Schokolade schmeckt und aus diesem Grund floriert das Geschäft mit diesem wunderbaren Produkt. Doch die Süße und den Genuss, den wir hier in den Industriestaaten haben geht sehr oft zu Lasten der Kakaobauern.

“Unsere Rohstoffe werden unverarbeitet in die USA oder nach Europa exportiert, dort  Kaffee geröstet und der  Kakao zu teurer Schokolade verarbeitet. “

In den Herkunftsländern des Kakaos dagegen kommt noch immer nur wenig an.

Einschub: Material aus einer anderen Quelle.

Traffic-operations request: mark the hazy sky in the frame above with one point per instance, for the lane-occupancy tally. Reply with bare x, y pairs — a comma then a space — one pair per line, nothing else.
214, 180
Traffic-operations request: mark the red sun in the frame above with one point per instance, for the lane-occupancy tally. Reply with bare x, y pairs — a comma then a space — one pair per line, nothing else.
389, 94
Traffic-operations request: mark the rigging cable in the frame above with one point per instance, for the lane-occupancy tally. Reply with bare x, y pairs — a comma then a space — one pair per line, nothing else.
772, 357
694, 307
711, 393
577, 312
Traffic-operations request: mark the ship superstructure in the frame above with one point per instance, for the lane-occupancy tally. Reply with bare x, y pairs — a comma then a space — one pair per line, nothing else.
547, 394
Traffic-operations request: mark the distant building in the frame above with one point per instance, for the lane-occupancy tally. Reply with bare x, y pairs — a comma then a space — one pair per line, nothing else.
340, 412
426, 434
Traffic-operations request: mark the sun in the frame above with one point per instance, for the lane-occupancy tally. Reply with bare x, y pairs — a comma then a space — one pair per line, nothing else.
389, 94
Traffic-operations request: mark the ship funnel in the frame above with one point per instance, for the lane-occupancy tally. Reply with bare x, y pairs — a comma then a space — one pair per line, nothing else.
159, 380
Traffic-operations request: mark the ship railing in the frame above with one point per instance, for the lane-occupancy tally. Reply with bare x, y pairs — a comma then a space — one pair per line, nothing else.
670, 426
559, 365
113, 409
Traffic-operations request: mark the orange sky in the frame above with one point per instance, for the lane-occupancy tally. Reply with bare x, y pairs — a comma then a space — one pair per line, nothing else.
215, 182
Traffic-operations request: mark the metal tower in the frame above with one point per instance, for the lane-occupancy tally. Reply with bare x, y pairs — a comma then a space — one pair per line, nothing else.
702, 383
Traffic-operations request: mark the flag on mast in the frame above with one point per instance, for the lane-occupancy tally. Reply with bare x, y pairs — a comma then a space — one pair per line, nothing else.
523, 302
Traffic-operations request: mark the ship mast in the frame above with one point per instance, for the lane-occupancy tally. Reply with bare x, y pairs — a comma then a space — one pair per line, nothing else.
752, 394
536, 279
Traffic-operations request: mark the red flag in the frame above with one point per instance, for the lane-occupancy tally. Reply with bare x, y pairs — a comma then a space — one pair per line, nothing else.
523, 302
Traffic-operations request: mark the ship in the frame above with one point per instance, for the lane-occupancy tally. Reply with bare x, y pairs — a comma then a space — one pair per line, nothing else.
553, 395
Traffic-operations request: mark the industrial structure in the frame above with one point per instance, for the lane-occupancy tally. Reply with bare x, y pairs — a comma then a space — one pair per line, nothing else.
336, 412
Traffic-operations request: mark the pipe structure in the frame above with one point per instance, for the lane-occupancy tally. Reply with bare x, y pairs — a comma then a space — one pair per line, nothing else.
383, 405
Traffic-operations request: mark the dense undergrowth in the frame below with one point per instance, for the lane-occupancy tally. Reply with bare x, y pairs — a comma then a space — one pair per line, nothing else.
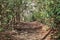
44, 11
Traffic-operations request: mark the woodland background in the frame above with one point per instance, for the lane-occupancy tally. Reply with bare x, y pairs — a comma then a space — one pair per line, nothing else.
44, 11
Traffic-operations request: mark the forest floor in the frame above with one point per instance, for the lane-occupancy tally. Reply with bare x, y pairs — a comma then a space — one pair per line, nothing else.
27, 31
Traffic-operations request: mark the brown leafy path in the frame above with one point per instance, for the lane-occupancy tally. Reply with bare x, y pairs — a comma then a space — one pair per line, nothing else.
27, 31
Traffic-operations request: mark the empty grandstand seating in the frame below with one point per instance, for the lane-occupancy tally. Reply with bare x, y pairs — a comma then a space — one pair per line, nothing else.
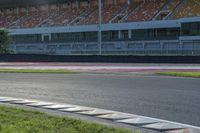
189, 8
114, 11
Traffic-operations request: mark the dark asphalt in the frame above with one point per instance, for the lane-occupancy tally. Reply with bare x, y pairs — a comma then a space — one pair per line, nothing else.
174, 99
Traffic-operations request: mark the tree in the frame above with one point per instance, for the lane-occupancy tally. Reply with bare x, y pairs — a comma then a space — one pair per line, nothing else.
4, 41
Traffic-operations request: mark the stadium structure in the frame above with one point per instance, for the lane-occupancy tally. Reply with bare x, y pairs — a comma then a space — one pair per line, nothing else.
61, 27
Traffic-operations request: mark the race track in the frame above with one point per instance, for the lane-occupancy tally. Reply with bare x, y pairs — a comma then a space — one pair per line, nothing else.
174, 99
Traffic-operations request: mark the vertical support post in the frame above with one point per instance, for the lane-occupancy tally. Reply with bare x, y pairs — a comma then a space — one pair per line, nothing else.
100, 30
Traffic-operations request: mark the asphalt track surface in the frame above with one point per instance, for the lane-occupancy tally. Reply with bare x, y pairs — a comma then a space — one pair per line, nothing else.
174, 99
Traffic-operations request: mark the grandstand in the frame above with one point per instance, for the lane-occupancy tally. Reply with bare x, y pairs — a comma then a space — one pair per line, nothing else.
128, 26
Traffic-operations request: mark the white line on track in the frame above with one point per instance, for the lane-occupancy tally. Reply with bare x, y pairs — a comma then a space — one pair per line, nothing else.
119, 117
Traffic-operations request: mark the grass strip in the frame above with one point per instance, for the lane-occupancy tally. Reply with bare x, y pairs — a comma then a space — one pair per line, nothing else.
57, 71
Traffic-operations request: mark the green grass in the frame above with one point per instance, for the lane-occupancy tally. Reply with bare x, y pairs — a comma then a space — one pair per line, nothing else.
181, 74
14, 120
58, 71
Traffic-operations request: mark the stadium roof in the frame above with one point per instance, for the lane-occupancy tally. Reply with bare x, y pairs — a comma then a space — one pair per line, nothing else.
14, 3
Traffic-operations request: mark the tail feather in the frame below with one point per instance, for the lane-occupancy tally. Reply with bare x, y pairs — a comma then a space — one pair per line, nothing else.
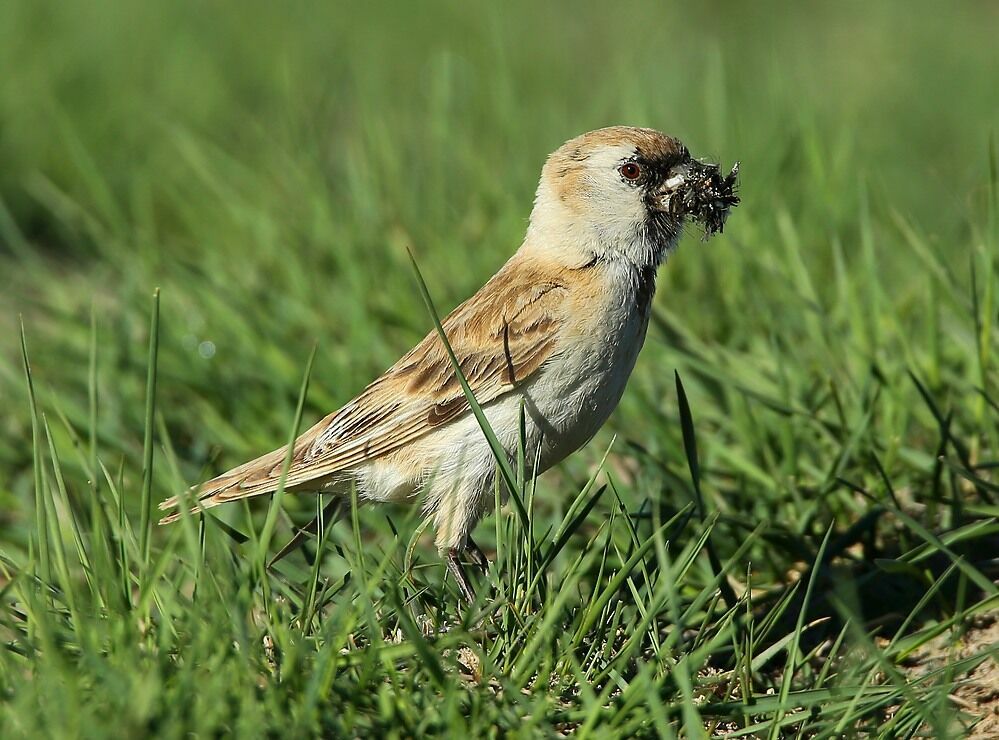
257, 477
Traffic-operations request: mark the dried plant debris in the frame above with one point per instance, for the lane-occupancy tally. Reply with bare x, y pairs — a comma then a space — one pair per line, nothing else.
703, 193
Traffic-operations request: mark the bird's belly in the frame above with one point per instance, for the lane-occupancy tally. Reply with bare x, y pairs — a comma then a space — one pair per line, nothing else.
571, 403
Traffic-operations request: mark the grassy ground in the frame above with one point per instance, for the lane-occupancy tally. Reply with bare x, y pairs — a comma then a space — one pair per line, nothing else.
266, 169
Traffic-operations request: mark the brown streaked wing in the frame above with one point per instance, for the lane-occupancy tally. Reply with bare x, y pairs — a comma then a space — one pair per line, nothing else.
501, 336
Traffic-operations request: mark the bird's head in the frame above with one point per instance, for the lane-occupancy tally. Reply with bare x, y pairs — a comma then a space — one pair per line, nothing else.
624, 193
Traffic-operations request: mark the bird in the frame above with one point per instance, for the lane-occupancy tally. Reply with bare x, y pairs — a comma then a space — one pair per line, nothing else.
551, 338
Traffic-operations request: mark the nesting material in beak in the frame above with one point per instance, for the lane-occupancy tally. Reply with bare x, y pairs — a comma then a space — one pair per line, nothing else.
700, 191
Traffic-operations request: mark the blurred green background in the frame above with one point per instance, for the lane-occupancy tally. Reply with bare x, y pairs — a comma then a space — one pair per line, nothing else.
267, 164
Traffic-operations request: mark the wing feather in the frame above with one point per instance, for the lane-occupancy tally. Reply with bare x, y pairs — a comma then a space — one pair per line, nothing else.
501, 336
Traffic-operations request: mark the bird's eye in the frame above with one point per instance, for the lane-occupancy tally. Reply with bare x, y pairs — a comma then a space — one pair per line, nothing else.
630, 171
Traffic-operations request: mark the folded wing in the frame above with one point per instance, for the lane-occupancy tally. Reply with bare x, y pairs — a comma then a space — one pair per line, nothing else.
501, 336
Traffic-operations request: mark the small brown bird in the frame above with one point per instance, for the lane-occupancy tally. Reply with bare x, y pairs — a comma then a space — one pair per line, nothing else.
556, 331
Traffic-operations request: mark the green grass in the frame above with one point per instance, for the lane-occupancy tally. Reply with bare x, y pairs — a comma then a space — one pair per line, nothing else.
795, 502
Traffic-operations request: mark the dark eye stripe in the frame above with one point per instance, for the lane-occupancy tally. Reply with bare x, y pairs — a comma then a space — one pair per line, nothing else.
630, 171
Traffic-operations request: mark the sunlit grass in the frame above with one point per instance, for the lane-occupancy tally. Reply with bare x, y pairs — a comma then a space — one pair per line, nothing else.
796, 499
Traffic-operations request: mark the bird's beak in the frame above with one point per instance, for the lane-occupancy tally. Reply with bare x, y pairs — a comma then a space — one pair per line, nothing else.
699, 190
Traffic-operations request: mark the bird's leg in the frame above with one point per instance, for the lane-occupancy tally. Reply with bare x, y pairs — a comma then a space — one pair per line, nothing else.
453, 560
476, 555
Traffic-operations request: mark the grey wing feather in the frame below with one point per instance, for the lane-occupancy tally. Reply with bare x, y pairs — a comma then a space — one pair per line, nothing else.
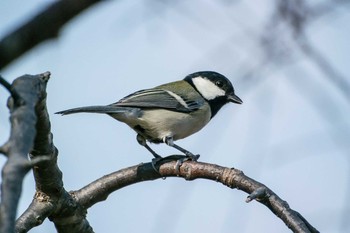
158, 98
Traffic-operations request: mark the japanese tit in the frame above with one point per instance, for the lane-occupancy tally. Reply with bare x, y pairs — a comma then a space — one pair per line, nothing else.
170, 111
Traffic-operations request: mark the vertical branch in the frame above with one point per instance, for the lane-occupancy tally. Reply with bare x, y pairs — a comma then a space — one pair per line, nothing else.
23, 130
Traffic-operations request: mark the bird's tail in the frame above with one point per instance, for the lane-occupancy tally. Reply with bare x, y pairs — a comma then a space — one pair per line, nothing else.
93, 109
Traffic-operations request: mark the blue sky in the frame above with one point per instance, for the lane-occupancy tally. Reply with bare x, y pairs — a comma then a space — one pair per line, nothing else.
291, 133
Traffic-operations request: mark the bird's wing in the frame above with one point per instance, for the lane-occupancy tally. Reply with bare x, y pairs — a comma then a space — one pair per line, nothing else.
159, 98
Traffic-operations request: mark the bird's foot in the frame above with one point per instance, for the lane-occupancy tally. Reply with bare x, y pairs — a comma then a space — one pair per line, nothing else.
180, 159
187, 157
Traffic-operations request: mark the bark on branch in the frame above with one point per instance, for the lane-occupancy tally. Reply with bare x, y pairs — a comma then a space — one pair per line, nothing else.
31, 133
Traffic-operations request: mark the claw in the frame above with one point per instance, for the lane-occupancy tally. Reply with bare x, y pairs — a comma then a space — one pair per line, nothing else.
180, 161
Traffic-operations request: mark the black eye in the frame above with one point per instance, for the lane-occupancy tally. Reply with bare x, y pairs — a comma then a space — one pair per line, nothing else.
219, 84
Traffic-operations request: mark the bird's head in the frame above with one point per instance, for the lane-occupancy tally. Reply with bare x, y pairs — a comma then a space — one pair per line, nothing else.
215, 88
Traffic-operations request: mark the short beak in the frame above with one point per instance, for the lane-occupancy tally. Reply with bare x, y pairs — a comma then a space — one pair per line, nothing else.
234, 99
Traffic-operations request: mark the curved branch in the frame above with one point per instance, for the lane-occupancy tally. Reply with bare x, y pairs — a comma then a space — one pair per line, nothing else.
43, 26
100, 189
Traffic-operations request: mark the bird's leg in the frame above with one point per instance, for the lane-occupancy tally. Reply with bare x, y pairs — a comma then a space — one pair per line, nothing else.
188, 155
142, 141
170, 142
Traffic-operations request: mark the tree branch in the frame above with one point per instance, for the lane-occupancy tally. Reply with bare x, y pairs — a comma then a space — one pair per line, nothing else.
46, 25
23, 119
100, 189
51, 199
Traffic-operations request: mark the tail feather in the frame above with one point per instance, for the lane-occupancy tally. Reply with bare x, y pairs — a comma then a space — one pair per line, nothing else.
93, 109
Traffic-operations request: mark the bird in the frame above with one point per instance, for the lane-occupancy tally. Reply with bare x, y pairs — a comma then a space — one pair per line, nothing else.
170, 111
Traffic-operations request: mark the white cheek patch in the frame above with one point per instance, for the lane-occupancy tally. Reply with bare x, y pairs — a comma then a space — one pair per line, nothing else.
208, 89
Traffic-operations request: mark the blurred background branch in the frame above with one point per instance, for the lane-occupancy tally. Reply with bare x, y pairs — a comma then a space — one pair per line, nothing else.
287, 58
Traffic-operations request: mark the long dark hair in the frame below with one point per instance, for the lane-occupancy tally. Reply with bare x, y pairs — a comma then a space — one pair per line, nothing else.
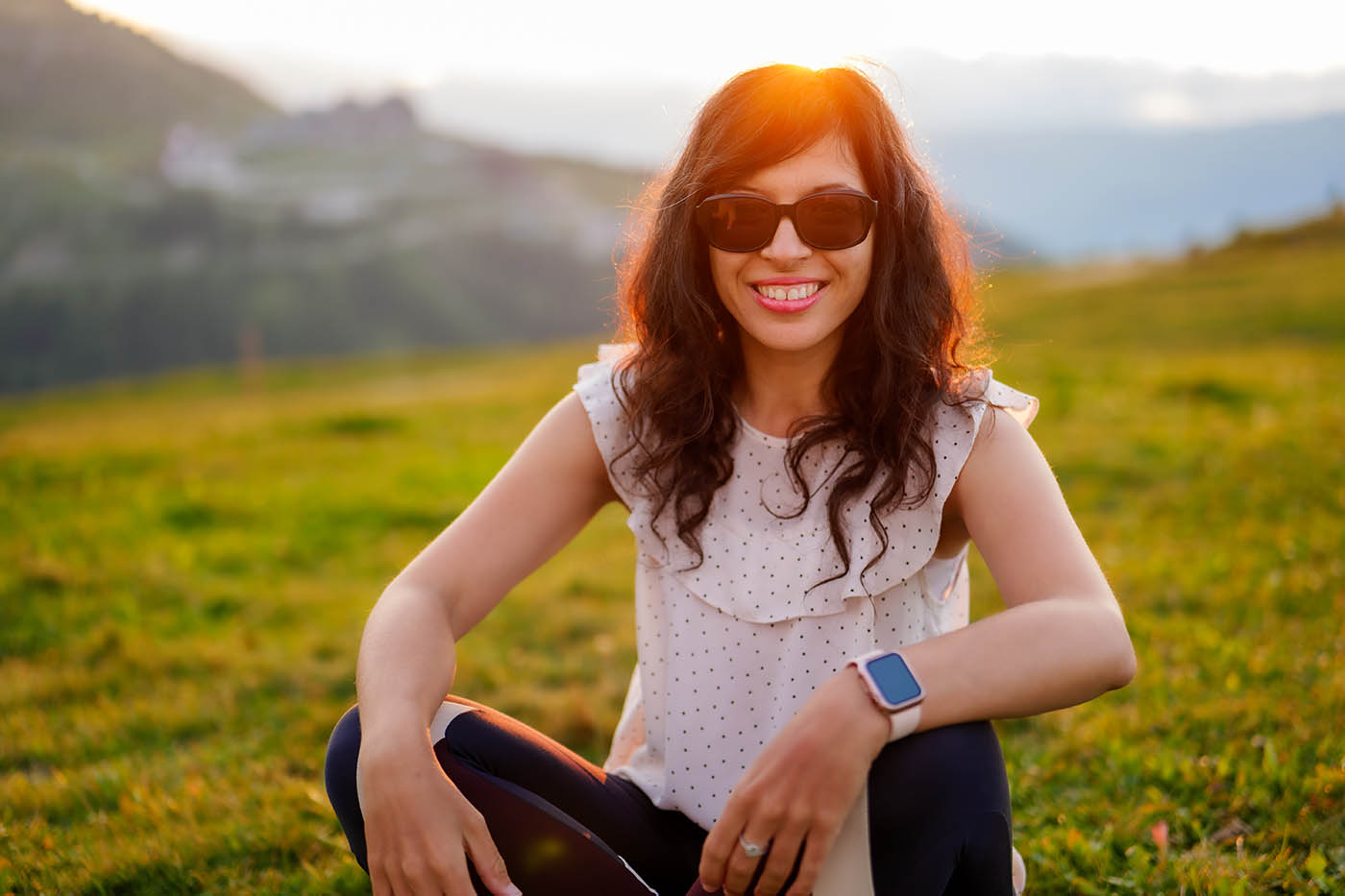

Gerade mal sechs Prozent des Kaufpreises einer Tafel Schokolade fließen zurück in die Erzeugerländer. Zum Kakaobauern selbst womöglich noch weniger. 70 Prozent der Erlöse fließeen an den Handel und die Hersteller in den Industriestaaten. Etwas funktioniert nicht mehr. Der Markt benachteiligt die Bauern systematisch. Wir erleben auf unseren Reisen und in den Gesprächen mit unseren Partner ein Ausbeutung, die an Sklaverei grenzt.

Die Kunden, sagen sie, wären bereit, für faire Arbeitsbedingungen mehr zu bezahlen

„Mir hat vor ein paar Monaten eine Kakao-Bäuerin in Guatemala gesagt, ich kann das Gerede über Kinderarbeit nicht mehr hören. Wie soll ich Kinderarbeit vermeiden, wenn der Kakaopreis so niedrig ist? Ich kann keine Erntehelfer bezahlen, also müssen meine Kinder mir helfen, denn irgendjemand muss die Ernte einbringen.“

Fairtrade ist nicht fair

Die Kakaobauern können sich aufgrund der geringen Bezahlung für die geernteten Bohnen keine erwachsenen Erntehelfer leisten, die sie bezahlen müssten. Wer hier etwas ändern möchte, muss den Bauern existenzsichernde Einkommen garantieren. Durchschnittlich etwa 6 Cent von einer Tafel Schokolade, bekommen Kakaobauern für ihre Arbeit. Um ein menschenwürdiges Leben zu führen, brauchen sie das Dreifache.

„Die Chance ist am größten, dass das Geld auch tatsächlich bei den Bauern ankommt, wenn es zum Beispiel in Form von Prämien direkt an die Bauern gezahlt wird, sodass es nicht einmal durch die Wertschöpfungskette gereicht wird und jeder sich von der Marge etwas abschneidet.“

Hier setzen wir mit unserem Konzept an.

Wir zahlen den Partner in Peru und Guatemala eine Preis für Ihre Bohnen, von denen die Partner leben können. Zusätzlich zu dem dreifachen des Marktpreises zahlen wir von dem Gewinn den dokeshi machen wird (voraussichtlich schon in 2020 oder 2021) 40% an unsere Partner zurück. So stellen wir sicher, das das Geld bei denen ankommt die so wunderbare Produkte anbauen wie Kakao und Kaffee.